I would suggest you think long and hard what will work for you. Some people love to go on tours and have all the details handled by someone else. If that is your style than a tour would be suitable for you.

But in that you state "we are nervous about too rigid of a schedule" than I would suggest that you do some research and think about travelling on your own.

If you decide to travel on your own and can take ten days versus seven days that of course would be best. You could fly into Venice and after the time in Venice train to Florence and after Florence train to Rome and fly home from Rome. That is called an openjaw or multicity fight. It keeps you from backtracking to the airport that you arrived at so quite a time saver.

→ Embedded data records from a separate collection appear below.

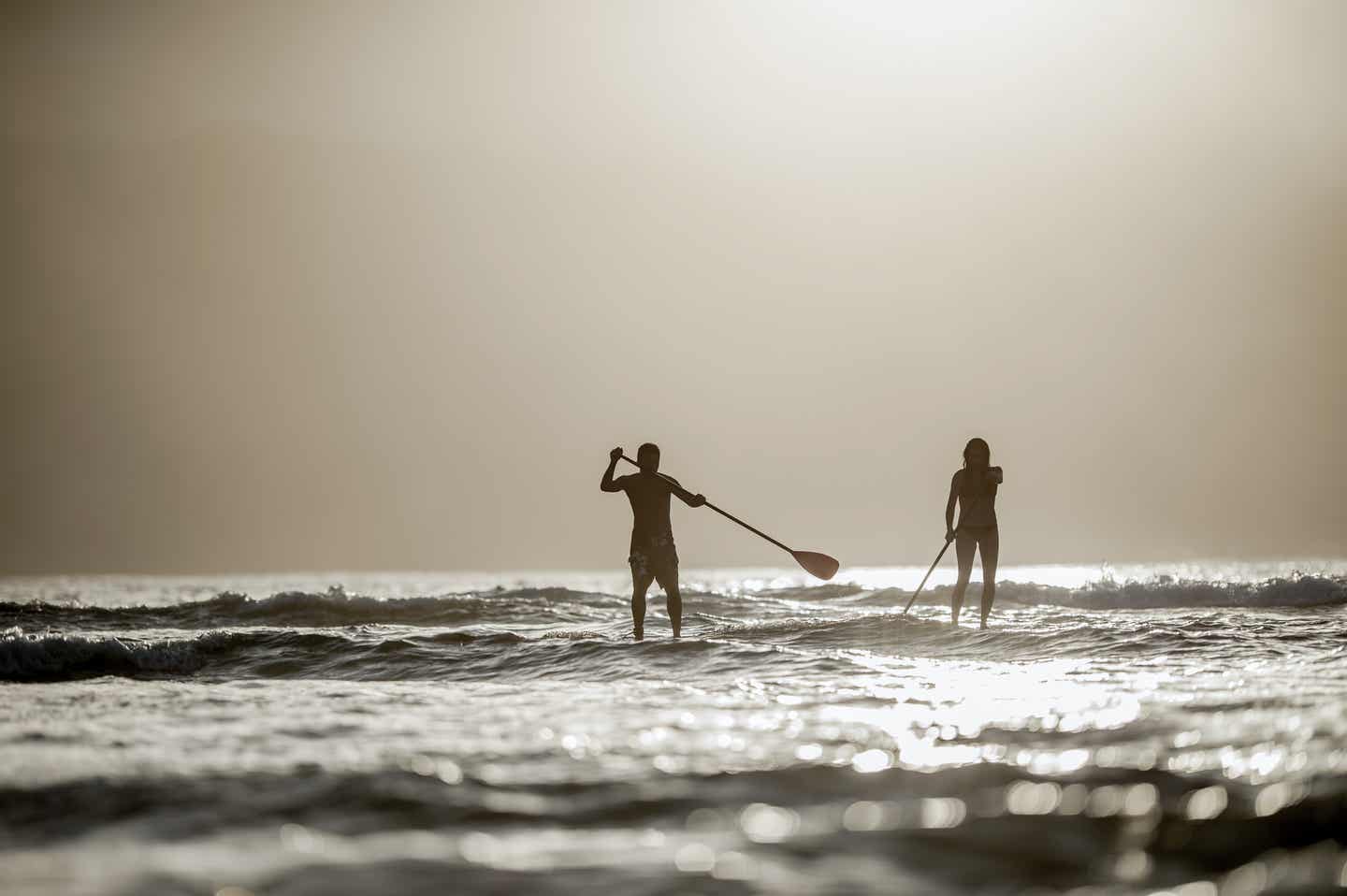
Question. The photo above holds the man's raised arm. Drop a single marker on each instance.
(609, 484)
(683, 495)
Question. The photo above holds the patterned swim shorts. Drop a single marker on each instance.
(657, 559)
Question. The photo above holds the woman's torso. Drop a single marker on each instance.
(977, 499)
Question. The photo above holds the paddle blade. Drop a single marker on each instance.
(817, 565)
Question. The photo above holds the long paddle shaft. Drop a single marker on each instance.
(937, 559)
(818, 565)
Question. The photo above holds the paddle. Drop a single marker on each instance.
(817, 565)
(939, 556)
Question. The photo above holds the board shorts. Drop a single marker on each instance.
(983, 538)
(655, 559)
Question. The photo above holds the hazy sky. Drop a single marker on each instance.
(299, 286)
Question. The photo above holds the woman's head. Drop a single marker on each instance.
(977, 453)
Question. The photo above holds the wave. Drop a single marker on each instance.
(370, 655)
(714, 645)
(330, 608)
(995, 821)
(559, 605)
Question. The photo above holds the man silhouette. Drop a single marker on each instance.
(652, 556)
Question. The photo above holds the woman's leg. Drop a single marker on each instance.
(963, 547)
(989, 546)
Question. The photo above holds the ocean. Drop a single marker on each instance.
(1166, 728)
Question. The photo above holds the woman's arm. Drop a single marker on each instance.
(949, 507)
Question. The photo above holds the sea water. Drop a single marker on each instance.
(1157, 728)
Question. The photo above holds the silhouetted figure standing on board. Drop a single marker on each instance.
(974, 488)
(652, 556)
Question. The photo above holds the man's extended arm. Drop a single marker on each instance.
(683, 495)
(609, 484)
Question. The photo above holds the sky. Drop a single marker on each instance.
(348, 286)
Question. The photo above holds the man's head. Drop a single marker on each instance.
(648, 457)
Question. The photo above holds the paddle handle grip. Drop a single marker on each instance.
(726, 515)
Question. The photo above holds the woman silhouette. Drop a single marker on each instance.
(974, 488)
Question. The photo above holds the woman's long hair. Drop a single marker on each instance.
(977, 443)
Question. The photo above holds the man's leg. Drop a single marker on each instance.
(640, 584)
(673, 600)
(963, 547)
(989, 547)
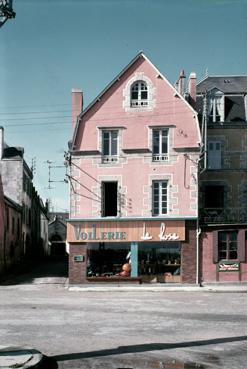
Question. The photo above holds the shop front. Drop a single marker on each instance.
(149, 251)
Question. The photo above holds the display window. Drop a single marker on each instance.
(155, 262)
(159, 262)
(107, 259)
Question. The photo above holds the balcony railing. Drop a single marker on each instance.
(160, 157)
(139, 103)
(223, 215)
(109, 159)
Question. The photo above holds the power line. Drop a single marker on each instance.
(37, 112)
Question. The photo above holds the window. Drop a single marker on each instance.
(216, 107)
(110, 146)
(228, 245)
(160, 144)
(214, 155)
(139, 94)
(13, 225)
(109, 199)
(214, 197)
(159, 197)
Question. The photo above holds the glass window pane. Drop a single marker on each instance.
(106, 140)
(144, 95)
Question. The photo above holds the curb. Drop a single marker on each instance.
(141, 288)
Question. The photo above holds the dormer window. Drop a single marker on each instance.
(109, 146)
(216, 107)
(139, 94)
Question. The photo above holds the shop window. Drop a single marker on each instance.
(110, 146)
(160, 144)
(139, 94)
(106, 259)
(109, 199)
(13, 225)
(158, 262)
(159, 197)
(229, 245)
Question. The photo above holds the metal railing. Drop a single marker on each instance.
(160, 157)
(109, 159)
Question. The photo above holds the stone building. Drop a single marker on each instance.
(222, 110)
(133, 160)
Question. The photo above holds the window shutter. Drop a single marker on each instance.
(215, 247)
(241, 246)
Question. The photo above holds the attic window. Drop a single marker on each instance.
(139, 94)
(216, 107)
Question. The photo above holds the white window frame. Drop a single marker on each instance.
(162, 197)
(110, 157)
(163, 134)
(138, 102)
(217, 107)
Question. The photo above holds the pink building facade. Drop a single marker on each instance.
(133, 175)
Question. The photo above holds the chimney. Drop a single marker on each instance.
(77, 105)
(1, 142)
(180, 82)
(192, 90)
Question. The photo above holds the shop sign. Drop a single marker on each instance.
(79, 258)
(82, 235)
(126, 231)
(163, 236)
(227, 266)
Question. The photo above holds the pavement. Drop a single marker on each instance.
(19, 357)
(214, 287)
(23, 357)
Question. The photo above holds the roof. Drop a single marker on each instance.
(226, 84)
(138, 56)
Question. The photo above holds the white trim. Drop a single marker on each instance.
(139, 76)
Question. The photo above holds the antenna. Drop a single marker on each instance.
(6, 11)
(50, 167)
(33, 165)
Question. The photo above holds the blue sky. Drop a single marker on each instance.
(54, 45)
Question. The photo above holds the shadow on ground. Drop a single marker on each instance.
(29, 271)
(133, 349)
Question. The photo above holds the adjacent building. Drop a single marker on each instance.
(134, 162)
(222, 110)
(23, 208)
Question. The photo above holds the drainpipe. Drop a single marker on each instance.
(198, 232)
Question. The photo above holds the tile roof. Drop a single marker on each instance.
(226, 84)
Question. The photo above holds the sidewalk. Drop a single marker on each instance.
(214, 287)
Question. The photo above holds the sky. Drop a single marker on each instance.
(52, 46)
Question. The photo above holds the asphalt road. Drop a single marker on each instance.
(123, 329)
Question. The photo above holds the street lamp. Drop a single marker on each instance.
(6, 11)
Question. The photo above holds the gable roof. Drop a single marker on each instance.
(138, 56)
(226, 84)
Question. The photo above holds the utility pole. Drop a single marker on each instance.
(6, 11)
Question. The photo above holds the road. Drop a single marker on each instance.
(123, 329)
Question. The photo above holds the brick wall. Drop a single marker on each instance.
(77, 270)
(188, 254)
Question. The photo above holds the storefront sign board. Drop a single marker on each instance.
(227, 266)
(126, 231)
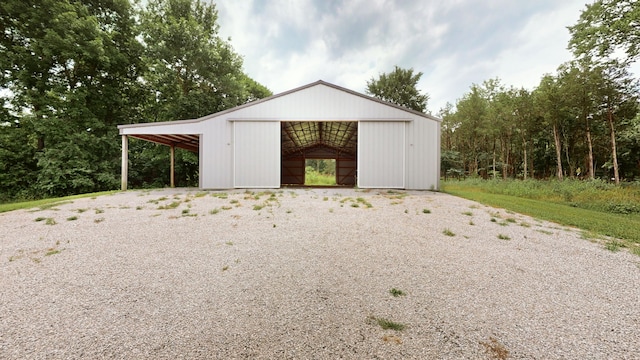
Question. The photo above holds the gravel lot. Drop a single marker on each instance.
(307, 274)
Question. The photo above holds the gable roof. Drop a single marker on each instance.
(276, 96)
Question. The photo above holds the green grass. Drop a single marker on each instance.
(396, 292)
(547, 200)
(448, 232)
(315, 178)
(44, 204)
(172, 205)
(388, 324)
(52, 252)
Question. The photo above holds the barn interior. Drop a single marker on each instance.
(302, 140)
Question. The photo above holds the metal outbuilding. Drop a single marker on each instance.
(264, 144)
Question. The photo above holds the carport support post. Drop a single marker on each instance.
(173, 165)
(125, 161)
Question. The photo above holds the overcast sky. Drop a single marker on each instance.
(455, 43)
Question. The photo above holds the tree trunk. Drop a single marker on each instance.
(524, 148)
(614, 156)
(494, 160)
(590, 170)
(556, 139)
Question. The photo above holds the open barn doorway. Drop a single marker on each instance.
(318, 143)
(320, 172)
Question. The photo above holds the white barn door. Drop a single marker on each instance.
(256, 154)
(381, 154)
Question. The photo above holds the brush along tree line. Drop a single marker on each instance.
(72, 70)
(580, 122)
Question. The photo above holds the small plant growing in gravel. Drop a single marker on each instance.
(52, 251)
(613, 246)
(386, 324)
(220, 195)
(396, 292)
(173, 205)
(495, 349)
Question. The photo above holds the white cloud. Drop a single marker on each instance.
(287, 44)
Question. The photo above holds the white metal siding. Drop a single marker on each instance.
(423, 154)
(381, 154)
(320, 103)
(256, 154)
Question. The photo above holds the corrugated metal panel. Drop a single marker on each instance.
(423, 155)
(320, 103)
(381, 154)
(216, 155)
(256, 152)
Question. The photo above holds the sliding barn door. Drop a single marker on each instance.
(381, 154)
(256, 150)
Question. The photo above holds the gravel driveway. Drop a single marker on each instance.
(307, 274)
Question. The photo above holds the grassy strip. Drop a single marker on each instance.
(52, 201)
(316, 178)
(625, 227)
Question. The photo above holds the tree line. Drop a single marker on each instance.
(581, 121)
(74, 69)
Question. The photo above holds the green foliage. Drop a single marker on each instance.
(399, 87)
(396, 292)
(545, 200)
(77, 69)
(312, 177)
(386, 324)
(606, 26)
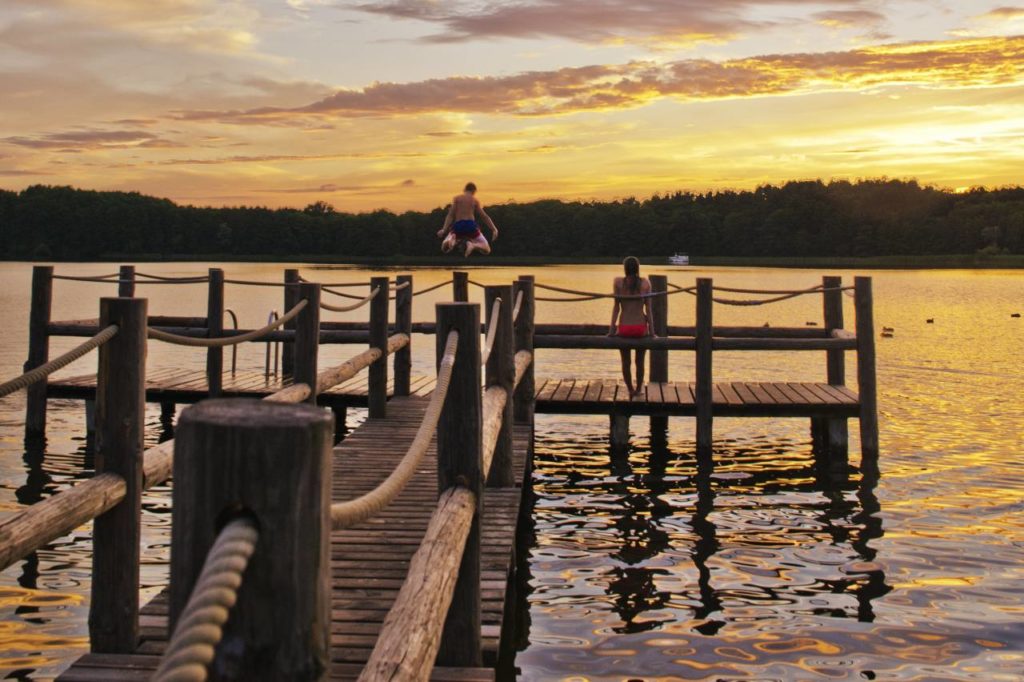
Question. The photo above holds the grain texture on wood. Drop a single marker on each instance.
(120, 432)
(271, 462)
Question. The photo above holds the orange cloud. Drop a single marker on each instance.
(953, 64)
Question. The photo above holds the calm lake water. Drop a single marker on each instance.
(642, 567)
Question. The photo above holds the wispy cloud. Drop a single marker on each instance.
(953, 64)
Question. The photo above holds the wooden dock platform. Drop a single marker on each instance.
(370, 560)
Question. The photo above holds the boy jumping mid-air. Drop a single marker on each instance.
(460, 225)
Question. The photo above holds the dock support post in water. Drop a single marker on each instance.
(403, 325)
(501, 372)
(215, 328)
(658, 358)
(460, 462)
(307, 338)
(39, 348)
(126, 282)
(292, 281)
(832, 435)
(866, 381)
(460, 287)
(120, 429)
(270, 462)
(378, 339)
(705, 387)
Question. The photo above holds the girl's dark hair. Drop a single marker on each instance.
(632, 267)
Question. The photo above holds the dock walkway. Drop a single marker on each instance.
(369, 560)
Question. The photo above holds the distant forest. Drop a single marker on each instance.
(798, 219)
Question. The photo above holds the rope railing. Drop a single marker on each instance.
(354, 306)
(202, 623)
(43, 371)
(350, 512)
(227, 340)
(488, 342)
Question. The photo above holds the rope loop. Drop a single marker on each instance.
(202, 623)
(350, 512)
(254, 335)
(40, 373)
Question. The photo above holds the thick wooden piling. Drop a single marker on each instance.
(271, 462)
(460, 287)
(704, 390)
(403, 325)
(524, 329)
(378, 339)
(460, 462)
(658, 358)
(866, 380)
(126, 282)
(120, 429)
(307, 339)
(215, 328)
(501, 372)
(292, 281)
(39, 347)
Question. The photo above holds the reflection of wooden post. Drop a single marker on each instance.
(215, 328)
(658, 358)
(120, 428)
(501, 372)
(292, 280)
(460, 462)
(403, 325)
(126, 282)
(866, 380)
(460, 287)
(378, 339)
(704, 391)
(307, 338)
(270, 462)
(39, 347)
(835, 432)
(525, 392)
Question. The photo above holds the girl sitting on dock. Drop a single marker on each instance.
(631, 318)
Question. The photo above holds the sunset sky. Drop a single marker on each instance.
(395, 103)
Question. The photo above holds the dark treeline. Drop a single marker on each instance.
(798, 219)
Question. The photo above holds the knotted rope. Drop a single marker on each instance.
(228, 340)
(350, 512)
(488, 343)
(358, 304)
(202, 623)
(43, 371)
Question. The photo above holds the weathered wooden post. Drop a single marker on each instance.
(126, 282)
(866, 380)
(292, 281)
(705, 392)
(215, 328)
(460, 462)
(120, 429)
(377, 397)
(501, 372)
(834, 433)
(525, 392)
(270, 462)
(403, 325)
(39, 348)
(658, 358)
(460, 287)
(307, 338)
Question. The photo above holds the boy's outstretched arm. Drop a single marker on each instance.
(448, 221)
(487, 221)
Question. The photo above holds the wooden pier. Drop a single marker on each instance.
(389, 555)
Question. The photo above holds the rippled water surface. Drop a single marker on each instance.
(643, 564)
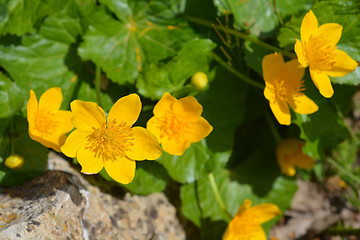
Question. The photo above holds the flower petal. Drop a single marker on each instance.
(309, 26)
(301, 54)
(199, 128)
(165, 104)
(51, 99)
(74, 142)
(90, 164)
(343, 65)
(281, 111)
(187, 107)
(126, 109)
(263, 212)
(322, 82)
(121, 170)
(87, 115)
(303, 105)
(175, 146)
(332, 31)
(32, 109)
(145, 145)
(272, 65)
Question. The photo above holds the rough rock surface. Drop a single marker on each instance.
(61, 204)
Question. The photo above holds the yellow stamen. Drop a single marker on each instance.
(110, 141)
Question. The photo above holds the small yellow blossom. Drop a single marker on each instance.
(110, 142)
(246, 225)
(318, 50)
(47, 124)
(14, 161)
(178, 123)
(284, 85)
(199, 80)
(289, 155)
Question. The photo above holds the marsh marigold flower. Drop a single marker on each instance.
(284, 85)
(289, 155)
(47, 124)
(246, 225)
(110, 142)
(318, 51)
(178, 123)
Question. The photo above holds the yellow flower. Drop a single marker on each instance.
(110, 142)
(178, 123)
(318, 51)
(14, 161)
(246, 225)
(289, 155)
(47, 124)
(284, 85)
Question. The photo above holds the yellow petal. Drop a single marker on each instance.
(175, 146)
(154, 127)
(322, 82)
(87, 115)
(187, 107)
(309, 26)
(74, 142)
(343, 65)
(332, 31)
(301, 55)
(126, 109)
(51, 99)
(165, 104)
(303, 105)
(272, 65)
(121, 170)
(303, 161)
(199, 128)
(262, 213)
(32, 109)
(145, 145)
(281, 111)
(90, 164)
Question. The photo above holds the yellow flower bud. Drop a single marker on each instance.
(14, 161)
(199, 80)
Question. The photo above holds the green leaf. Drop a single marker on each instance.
(264, 19)
(159, 78)
(35, 156)
(189, 166)
(122, 47)
(150, 177)
(23, 16)
(11, 99)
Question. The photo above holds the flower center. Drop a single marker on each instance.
(45, 122)
(320, 52)
(172, 126)
(110, 141)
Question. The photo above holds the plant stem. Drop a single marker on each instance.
(273, 128)
(236, 73)
(217, 195)
(97, 85)
(241, 35)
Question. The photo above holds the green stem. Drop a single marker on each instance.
(236, 73)
(241, 35)
(97, 85)
(273, 128)
(217, 195)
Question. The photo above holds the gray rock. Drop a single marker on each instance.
(61, 204)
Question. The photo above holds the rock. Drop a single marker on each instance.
(61, 204)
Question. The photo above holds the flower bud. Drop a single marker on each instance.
(14, 161)
(199, 80)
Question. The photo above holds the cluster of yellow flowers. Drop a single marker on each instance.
(317, 50)
(109, 141)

Since it is easier to depart Italy from Rome versus Venice as most flights out of Venice are quite early in the morning I consequently made the suggestion of arriving in Venice and departing from Rome. And getting to the airport in Rome is much simplier and easier even if your flight does leave early morning.

July will be hot and humid. Pack accordingly. And be aware that airconditioning in Italy is usually not up to the standards of airconditioning in the US which I assume is where you life.

A good way to deal with the heat is to get up early, enjoy the morning, have a leisurely lunch around 1:00pm or so and when you feel you need to escape the heat and crowds go back to your hotel and rest. Later take a cool shower and return to the streets and again enjoy Italy. Go to dinner around 8:30pm to 9:00pm and relax and enjoy your dinner and than take another walk after dinner when it is cooler. You will find Italians are out and about too.

Stop at a cafe and have a cool drink when you need to rest (use the restroom when you do this as they are not as available as they are in the US). And of course enjoy the fantastic Italian gelato.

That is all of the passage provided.